The pandemic has also accelerated the shift towards contactless traveling, with more airports harnessing the power of biometrics — such as facial recognition or fever screening — to reduce touchpoints and human contact. Similar technology can also be used to more efficiently scan physical objects, such as explosive detection. Ultimately, passengers will be able to "check-in" and go through a security screening anywhere at the airports, removing queues and bottlenecks.
Data privacy issues
However, as pointed out in Canadian publication The Lawyer's Daily, increased use of AI and biometrics also means increased privacy concerns. For example, health and hygiene measures like digital vaccine passports also mean that airports can collect data on who has been vaccinated and the type of vaccine used.
Auckland Airport, New Zealand
The billion-dollar question: Will we fly less?
At the end of the day, even with all these (mostly positive) changes that we've seen take shape over the past 18 months, the industry faces major uncertainty about whether air travel will ever return to the pre-COVID levels. Not only are people wary about being in crowded and closed airplanes, but the worth of long-distance business travel in particular is being questioned as many have seen that meetings can function remotely, via Zoom and other online apps.
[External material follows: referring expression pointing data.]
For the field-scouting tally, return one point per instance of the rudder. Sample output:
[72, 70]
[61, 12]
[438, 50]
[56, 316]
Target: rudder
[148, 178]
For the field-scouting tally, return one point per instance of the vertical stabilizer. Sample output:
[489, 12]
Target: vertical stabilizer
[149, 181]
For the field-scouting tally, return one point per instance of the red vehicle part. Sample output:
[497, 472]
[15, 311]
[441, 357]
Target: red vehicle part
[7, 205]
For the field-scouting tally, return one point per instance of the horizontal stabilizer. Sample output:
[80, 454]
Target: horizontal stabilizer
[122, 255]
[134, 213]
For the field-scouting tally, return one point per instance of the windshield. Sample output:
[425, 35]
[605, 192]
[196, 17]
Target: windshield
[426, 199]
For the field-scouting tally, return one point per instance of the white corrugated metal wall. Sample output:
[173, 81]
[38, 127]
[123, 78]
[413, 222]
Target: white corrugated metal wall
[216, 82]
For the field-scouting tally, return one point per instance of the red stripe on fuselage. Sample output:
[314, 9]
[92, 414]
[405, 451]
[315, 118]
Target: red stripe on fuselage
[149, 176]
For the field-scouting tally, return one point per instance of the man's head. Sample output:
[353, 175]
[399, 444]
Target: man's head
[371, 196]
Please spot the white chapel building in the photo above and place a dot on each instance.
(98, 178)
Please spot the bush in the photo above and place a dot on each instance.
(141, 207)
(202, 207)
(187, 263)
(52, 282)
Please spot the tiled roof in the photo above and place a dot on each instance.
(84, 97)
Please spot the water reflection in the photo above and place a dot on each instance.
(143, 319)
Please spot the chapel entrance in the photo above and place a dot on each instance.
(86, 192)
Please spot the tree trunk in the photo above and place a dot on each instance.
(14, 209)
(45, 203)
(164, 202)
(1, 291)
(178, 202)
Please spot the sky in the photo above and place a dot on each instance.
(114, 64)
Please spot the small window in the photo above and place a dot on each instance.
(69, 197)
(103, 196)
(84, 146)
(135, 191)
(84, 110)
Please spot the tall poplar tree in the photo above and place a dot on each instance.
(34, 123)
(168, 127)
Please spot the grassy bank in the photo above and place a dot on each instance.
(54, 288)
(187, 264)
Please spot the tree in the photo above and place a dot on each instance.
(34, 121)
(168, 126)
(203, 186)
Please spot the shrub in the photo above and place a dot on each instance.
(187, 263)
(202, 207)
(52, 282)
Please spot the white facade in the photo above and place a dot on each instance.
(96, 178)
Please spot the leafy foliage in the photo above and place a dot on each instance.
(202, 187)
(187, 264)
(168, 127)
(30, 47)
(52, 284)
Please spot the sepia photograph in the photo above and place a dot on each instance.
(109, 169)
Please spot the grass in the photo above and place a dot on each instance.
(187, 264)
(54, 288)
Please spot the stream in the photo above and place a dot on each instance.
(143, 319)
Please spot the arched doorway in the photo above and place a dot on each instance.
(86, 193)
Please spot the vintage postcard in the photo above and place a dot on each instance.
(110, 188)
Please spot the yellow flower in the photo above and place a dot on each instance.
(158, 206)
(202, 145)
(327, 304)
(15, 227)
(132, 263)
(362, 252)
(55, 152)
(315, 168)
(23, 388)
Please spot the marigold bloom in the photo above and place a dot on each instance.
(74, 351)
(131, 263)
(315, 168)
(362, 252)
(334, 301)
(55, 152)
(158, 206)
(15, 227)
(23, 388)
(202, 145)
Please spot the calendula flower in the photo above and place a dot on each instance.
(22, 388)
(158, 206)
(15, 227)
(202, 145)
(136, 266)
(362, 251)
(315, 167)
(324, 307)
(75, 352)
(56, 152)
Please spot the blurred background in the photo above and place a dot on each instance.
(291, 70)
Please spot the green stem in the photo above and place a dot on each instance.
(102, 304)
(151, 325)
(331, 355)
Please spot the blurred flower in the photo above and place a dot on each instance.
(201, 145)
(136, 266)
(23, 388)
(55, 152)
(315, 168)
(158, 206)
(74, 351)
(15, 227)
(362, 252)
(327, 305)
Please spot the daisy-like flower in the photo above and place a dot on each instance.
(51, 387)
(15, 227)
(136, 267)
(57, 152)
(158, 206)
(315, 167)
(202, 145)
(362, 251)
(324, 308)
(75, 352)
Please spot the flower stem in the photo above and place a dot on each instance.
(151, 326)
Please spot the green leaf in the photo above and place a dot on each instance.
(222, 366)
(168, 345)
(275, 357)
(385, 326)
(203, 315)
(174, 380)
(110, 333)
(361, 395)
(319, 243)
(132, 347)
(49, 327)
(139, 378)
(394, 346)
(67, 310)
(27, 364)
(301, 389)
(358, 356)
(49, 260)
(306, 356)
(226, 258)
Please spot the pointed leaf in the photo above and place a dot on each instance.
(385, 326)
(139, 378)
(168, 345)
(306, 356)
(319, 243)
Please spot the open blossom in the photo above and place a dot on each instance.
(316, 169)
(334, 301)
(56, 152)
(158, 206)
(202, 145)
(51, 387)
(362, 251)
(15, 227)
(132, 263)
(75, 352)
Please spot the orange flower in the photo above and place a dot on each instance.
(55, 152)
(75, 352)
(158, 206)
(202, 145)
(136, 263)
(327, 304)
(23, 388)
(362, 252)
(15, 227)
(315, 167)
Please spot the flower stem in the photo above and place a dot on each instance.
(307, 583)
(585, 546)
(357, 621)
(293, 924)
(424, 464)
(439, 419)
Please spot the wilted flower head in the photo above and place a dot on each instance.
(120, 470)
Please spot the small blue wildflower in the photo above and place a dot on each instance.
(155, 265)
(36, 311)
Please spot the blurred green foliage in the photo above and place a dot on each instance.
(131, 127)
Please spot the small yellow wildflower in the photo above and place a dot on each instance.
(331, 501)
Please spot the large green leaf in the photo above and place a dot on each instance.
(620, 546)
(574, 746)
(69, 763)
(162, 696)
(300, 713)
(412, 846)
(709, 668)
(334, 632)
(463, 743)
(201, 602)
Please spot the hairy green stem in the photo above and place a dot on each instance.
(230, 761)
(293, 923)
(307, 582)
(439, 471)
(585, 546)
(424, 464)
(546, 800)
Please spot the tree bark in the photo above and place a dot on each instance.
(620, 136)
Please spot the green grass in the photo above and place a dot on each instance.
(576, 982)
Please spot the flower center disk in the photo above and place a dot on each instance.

Trying to forecast the future, experts point to the years following the 9/11 terrorist attacks as at least a partial blueprint for what a recovery might look like in the years ahead. Twenty years ago, as passenger enthusiasm for flying waned amid security fears following the attacks, airlines were forced to cancel flights and put planes into storage.
40% of Swedes intend to travel less
According to McKinsey, leisure trips and visits to family and friends rebounded faster than business flights, which took four years to return to pre-crisis levels in the UK. This time too, business travel is expected to lag, with the consulting firm estimating only 80% recovery of pre-pandemic levels by 2024.
But the COVID-19 crisis also came at a time when passengers were already rethinking their travel habits due to climate concerns, while worldwide lockdowns have ushered in a new era of remote working. In Sweden, a survey by the country's largest research company shows that 40% of the population intend to travel less even after the pandemic ends. Similarly in the UK, nearly 60% of adults said during the spring they intended to fly less after being vaccinated against COVID-19 — with climate change cited as a top reason for people wanting to reduce their number of flights, according to research by the University of Bristol.
At the same time, major companies are increasingly forced to face the music of the environmental movement, with several corporations rolling out climate targets over the last few years. Today, five of the 10 biggest buyers of corporate air travel in the US are technology companies: Amazon, IBM, Google, Apple and Microsoft, according to Taipei Times, all of which have set individual targets for environmental stewardship. As such, the era of flying across the Atlantic for a two-hour executive meeting is likely in its dying days.